ProCap Financial notes that a Registration Statement on Form S-4, including a preliminary proxy statement/prospectus for CCCM shareholders, has been filed with the SEC. The communication also outlines contemplated financing steps: a private placement of non-voting preferred units of ProCap BTC and commitments for ProCap Financial convertible notes, each to qualifying institutional investors under available exemptions.
The notice emphasizes that this is not an offer or solicitation and includes customary forward‑looking statements cautions. Shareholders are encouraged to review the S-4 materials once available.
ProCap Financial filed a Rule 425 communication tied to its proposed business combination with Columbus Circle Capital Corp. I (CCCM) and ProCap BTC. The filing notes a Form S-4 registration statement has been submitted, which includes CCCM’s preliminary proxy statement and a prospectus for the combined company. It also outlines concurrent private financings: a preferred equity investment in ProCap BTC for qualifying institutional investors and commitments for ProCap Financial convertible notes, each to be issued in connection with the closing of the proposed transactions.
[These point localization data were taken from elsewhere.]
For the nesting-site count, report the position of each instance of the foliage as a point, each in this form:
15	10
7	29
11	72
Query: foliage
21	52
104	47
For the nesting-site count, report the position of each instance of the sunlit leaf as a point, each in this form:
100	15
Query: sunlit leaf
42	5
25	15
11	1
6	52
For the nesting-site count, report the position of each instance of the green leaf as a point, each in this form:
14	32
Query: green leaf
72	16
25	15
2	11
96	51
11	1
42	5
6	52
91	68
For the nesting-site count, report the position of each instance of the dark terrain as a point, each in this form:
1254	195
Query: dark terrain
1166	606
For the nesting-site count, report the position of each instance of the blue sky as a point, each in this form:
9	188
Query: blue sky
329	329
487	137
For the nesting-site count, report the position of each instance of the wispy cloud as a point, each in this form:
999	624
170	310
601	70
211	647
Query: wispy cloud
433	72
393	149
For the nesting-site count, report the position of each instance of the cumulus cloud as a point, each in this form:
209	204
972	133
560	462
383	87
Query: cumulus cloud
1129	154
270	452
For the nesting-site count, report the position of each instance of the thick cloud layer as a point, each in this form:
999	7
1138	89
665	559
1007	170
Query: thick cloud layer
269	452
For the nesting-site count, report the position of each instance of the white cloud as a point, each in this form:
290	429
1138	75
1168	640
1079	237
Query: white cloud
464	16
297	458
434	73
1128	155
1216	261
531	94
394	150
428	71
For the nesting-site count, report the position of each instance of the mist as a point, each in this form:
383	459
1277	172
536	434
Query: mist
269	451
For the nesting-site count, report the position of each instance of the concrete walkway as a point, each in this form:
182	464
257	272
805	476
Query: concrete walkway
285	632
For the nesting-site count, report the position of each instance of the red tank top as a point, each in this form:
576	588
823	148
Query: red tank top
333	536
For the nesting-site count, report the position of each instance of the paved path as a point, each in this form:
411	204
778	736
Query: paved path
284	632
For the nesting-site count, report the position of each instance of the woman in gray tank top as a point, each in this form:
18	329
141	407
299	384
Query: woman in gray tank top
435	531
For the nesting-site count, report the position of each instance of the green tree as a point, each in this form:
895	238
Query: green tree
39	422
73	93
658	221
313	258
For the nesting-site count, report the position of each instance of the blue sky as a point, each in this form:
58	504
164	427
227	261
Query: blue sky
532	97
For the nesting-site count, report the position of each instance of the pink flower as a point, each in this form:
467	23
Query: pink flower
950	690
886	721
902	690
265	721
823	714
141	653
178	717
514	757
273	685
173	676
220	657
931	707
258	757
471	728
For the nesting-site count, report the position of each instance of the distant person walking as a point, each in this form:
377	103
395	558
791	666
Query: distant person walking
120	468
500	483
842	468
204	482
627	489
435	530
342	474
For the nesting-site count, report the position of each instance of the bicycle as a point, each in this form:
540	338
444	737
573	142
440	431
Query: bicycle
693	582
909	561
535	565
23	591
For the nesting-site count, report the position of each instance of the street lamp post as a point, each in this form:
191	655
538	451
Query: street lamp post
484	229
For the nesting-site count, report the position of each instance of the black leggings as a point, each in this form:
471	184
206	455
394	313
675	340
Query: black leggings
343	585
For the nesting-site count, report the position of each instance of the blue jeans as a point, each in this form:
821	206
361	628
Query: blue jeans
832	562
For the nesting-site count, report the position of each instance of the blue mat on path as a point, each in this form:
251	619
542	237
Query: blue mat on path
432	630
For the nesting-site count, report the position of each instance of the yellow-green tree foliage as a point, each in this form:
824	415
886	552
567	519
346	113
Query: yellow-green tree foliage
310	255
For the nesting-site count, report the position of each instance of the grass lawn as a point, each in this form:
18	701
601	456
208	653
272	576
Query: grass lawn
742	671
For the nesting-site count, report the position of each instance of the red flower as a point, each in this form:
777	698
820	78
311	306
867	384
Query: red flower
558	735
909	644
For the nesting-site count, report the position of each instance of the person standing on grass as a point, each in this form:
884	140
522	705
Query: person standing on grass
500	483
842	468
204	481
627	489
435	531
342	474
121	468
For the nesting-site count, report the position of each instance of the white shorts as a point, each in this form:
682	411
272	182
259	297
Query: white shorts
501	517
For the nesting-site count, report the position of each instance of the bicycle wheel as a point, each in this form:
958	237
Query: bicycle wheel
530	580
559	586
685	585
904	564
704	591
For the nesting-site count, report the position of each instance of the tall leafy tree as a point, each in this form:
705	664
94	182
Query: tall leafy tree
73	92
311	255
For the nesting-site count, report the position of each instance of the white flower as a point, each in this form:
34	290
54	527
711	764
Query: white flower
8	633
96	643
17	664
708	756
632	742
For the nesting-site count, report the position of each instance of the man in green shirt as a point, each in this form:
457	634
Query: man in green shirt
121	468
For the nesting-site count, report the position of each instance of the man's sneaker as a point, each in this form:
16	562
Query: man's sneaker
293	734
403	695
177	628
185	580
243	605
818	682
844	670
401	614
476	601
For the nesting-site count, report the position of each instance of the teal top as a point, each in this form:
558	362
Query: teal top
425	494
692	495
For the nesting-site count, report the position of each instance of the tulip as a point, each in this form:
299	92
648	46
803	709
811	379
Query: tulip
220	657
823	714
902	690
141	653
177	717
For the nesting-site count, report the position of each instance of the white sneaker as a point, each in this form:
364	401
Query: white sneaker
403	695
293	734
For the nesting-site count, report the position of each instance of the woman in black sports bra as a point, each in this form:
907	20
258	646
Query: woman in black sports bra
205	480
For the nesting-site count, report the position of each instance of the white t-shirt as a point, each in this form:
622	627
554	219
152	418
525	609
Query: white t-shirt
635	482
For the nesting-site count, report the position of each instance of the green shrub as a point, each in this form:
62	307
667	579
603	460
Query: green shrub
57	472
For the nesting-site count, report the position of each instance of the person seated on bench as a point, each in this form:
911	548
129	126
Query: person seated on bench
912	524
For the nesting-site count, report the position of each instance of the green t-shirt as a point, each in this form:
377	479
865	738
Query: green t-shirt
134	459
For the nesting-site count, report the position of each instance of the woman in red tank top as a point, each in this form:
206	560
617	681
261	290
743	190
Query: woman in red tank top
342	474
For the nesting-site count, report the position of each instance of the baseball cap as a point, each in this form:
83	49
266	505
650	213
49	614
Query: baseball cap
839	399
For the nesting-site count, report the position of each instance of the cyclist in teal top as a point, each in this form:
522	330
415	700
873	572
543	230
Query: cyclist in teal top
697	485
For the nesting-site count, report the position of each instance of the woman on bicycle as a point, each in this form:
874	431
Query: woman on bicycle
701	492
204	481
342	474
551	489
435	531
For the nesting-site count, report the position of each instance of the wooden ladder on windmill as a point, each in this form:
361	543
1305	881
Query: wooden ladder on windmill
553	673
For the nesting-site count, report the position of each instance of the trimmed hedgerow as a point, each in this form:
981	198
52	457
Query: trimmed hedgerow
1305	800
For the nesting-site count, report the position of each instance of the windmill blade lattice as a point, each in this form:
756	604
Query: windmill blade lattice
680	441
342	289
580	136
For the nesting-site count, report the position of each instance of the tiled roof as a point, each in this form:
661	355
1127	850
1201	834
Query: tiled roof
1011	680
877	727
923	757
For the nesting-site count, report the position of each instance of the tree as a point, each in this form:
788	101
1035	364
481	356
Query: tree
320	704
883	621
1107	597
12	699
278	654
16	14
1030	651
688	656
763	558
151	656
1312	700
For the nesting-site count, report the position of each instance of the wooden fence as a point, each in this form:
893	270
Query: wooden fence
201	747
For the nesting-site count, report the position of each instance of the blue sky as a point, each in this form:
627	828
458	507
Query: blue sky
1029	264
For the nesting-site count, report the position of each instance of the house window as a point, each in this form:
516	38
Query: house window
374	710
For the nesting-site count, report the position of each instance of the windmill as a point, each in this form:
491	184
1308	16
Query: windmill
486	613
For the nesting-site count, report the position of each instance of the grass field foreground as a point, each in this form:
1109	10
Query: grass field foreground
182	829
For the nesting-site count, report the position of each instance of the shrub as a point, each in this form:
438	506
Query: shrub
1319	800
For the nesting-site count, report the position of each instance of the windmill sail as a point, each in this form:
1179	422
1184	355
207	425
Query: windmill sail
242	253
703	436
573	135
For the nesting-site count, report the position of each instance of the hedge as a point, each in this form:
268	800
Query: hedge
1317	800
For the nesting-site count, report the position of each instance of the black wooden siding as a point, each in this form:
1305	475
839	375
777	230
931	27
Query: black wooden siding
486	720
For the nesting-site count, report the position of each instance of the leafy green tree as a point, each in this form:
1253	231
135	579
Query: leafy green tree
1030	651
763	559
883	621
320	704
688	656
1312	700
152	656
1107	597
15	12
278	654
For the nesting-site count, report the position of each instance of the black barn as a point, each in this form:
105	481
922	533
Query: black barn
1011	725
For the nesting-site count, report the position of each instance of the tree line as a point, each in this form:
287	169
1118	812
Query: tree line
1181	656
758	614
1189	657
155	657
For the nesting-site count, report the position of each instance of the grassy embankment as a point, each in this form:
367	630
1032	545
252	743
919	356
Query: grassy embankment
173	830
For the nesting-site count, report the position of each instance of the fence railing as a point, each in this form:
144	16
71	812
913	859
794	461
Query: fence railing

The communication recaps CEO Anthony Pompliano’s podcast discussion with Jeff Park on industry topics, including how credit ratings approach bitcoin-treasury models, the emergence of staking ETFs, and prediction markets. It emphasizes that securities regulators have not approved or disapproved the transactions and that certain securities will be offered only under exemptions. Shareholders will receive definitive materials for voting after the S-4 is declared effective and are directed to the SEC’s website for documents.
ProCap Financial, Inc. released a Rule 425 communication tied to its proposed business combination among ProCap BTC, ProCap Financial, and Columbus Circle Capital Corp. I (CCCM). The filing references a Form S-4 registration statement that includes a preliminary proxy statement/prospectus for CCCM shareholders regarding the Business Combination, a Preferred Equity Investment in ProCap BTC, and a Convertible Note Offering by ProCap Financial.
The communication includes transcripts of media appearances by Anthony Pompliano discussing Bitcoin market dynamics and industry developments. It also provides required legal disclosures, stating that neither the SEC nor state regulators have approved or disapproved the transactions, and that the preferred units and convertible notes are being offered pursuant to exemptions from registration. Relevant proxy and prospectus materials will be made available via the SEC’s website and mailed to CCCM shareholders as of a record date to be established.